П. М. Пильский справедливо писал, что главная идея романа — предначертанность судеб[587]. Причем Шмелев чувствовал, что роман ему самому предначертан, внушен. Особенно он уверовал в это после кончины жены. К. А. Куприна отмечала в книге «Куприн — мой отец», что после смерти Ольги Александровны Шмелев стал особенно религиозен. Сопутствующие написанию «Путей небесных» факты он воспринимал как неслучайные и направленные на создание романа. Так, ему поначалу было неясно, зачем он, работая над «Путями небесными», в 1935 году принялся читать Софокла и изучать работы Ф. Ф. Зелинского, но позже прояснилось, что он, безотчетно, искал там античное понимание рока. Осмыслив воззрения древних, он размышлял о христианском понимании промысла: где у Софокла — гибель в угоду злому року, у Шмелева — искушение и спасение. Собственный текст казался Шмелеву странным и неясным. Медиумическую суть романа отметил Ильин. Прочитав присланный ему первый том, он написал в мартовском письме о неясном рисунке героев: они «не до-индивидуализированы», они словно снятся, либо автор сам не верит в свои образы, либо «этот медиумический стиль письма потребован самим сновидческим созерцанием „Путей“ и медиумическим образом главной героини…»[588].

Смерть жены прервала работу над романом. О продолжении Шмелев думал часто, к этому его побуждала О. А. Бредиус-Субботина. В 1941 году он признался ей в том, что если «Пути небесные» когда-нибудь будут написаны, то только благодаря ей. Первую, несовершенную, редакцию второго тома он отослал ей в Голландию: во время войны в Париже машинопись могла погибнуть — порой он работал над романом под бомбами, ночью относил написанное в подвал.
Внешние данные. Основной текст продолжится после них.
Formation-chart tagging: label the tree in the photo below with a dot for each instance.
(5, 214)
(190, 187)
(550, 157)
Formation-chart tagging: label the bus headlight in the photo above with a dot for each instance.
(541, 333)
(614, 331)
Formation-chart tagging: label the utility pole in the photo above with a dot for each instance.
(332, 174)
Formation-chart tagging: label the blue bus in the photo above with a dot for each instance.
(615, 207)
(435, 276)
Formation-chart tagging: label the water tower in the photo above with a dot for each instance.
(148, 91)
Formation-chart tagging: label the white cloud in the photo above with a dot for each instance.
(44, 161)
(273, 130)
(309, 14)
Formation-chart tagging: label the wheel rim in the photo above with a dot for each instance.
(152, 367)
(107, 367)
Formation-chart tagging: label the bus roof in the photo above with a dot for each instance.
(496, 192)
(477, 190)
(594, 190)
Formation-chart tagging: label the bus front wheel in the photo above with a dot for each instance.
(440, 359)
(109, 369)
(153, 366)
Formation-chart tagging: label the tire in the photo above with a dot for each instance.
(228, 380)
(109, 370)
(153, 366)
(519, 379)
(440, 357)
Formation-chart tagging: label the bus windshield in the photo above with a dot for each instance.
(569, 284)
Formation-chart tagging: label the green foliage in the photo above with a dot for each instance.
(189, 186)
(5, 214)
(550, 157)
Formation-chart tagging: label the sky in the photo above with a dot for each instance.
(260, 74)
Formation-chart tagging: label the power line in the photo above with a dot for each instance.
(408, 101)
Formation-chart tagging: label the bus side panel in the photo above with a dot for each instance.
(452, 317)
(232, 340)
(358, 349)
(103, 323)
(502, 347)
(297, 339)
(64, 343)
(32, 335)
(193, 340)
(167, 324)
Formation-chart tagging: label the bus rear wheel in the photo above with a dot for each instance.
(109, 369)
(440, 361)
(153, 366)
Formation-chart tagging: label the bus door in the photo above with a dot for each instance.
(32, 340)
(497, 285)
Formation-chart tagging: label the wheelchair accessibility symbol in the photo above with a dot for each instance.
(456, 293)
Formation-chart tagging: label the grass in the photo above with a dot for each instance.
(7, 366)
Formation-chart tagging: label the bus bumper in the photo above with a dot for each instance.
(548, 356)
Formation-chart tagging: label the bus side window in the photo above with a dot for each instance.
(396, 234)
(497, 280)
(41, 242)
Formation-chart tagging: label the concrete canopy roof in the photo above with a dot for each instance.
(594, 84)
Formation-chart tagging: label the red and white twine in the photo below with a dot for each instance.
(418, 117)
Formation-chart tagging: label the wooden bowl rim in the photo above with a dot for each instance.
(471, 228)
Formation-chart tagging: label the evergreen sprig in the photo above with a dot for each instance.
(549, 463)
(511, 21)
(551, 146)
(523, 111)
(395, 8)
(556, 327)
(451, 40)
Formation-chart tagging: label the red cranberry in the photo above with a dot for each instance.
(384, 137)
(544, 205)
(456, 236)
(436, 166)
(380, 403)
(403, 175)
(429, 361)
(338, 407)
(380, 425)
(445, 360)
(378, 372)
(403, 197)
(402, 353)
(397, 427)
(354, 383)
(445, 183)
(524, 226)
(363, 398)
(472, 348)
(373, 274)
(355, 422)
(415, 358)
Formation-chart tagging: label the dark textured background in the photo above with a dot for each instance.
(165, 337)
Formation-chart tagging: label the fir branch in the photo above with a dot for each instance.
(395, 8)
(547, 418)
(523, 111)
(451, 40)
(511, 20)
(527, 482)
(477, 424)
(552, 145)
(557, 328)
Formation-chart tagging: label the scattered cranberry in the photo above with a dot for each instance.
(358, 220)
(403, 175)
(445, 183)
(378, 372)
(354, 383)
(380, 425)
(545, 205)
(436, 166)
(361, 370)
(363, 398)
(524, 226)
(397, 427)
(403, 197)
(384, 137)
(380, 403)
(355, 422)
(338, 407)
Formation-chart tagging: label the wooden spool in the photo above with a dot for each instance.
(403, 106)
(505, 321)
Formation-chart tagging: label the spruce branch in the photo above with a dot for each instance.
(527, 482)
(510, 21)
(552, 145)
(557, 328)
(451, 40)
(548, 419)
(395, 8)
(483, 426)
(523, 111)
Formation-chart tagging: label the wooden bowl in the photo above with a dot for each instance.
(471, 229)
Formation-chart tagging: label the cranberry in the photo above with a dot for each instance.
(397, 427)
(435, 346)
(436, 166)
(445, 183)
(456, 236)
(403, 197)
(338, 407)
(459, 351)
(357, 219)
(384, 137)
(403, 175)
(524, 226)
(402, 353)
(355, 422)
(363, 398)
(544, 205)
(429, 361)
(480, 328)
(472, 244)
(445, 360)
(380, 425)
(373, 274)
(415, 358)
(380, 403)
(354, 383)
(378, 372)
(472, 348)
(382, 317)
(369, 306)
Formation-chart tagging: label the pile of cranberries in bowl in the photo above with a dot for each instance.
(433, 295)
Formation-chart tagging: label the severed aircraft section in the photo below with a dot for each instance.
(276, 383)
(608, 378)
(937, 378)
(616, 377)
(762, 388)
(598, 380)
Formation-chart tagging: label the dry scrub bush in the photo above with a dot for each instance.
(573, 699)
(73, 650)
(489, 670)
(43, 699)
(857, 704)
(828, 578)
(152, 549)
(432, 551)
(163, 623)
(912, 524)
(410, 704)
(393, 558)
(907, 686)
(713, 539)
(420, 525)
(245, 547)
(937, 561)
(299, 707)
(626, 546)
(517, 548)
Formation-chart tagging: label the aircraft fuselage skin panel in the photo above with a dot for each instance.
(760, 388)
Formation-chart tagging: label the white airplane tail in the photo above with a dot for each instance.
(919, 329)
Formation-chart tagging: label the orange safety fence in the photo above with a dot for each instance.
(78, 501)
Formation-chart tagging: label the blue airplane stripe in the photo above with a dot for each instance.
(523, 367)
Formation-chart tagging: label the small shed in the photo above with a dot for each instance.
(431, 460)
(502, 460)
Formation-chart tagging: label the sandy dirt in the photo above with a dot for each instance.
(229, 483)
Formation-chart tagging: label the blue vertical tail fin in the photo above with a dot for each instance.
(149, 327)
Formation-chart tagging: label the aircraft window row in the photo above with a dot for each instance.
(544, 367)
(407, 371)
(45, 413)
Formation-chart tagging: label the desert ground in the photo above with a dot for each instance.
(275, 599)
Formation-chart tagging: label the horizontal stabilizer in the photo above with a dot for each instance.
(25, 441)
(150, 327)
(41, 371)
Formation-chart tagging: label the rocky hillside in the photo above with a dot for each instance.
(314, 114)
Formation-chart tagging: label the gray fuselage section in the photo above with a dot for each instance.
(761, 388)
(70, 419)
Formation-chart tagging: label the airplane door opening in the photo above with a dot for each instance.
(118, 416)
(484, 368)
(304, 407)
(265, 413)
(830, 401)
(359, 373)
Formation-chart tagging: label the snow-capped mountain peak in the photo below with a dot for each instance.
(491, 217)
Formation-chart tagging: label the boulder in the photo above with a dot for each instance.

Война побуждала его задумываться о смысле этой работы, и он не находил его; но размышления о результатах войны приводили его к мысли о Книге судеб, о небесном плане, о предустановлении событий, и он продолжал работать.

Второй том он писал с марта 1944 года по январь 1947-го. К 1946 году вместо двадцати семи глав стало сорок восемь, при этом текст увеличился лишь на четырнадцать страниц, что объясняется решительными сокращениями. Шмелев безжалостно расставался с фрагментами текста, учитывая мнение Ильина о первом варианте тома. Некоторые главы переписывались по двенадцать раз. К 1947 году вместо сорока восьми глав стало пятьдесят четыре, при этом Шмелев нещадно выкидывал куски прежнего текста. Приближаясь к завершению второго тома, он вновь впадал в тяжелые сомнения о смысле всей работы. Второй том вышел в книгоиздательстве «Возрождение» в 1948 году. За два года до этого, в 1946-м, в Париже был опубликован французский перевод первого тома. Третий том написан не был.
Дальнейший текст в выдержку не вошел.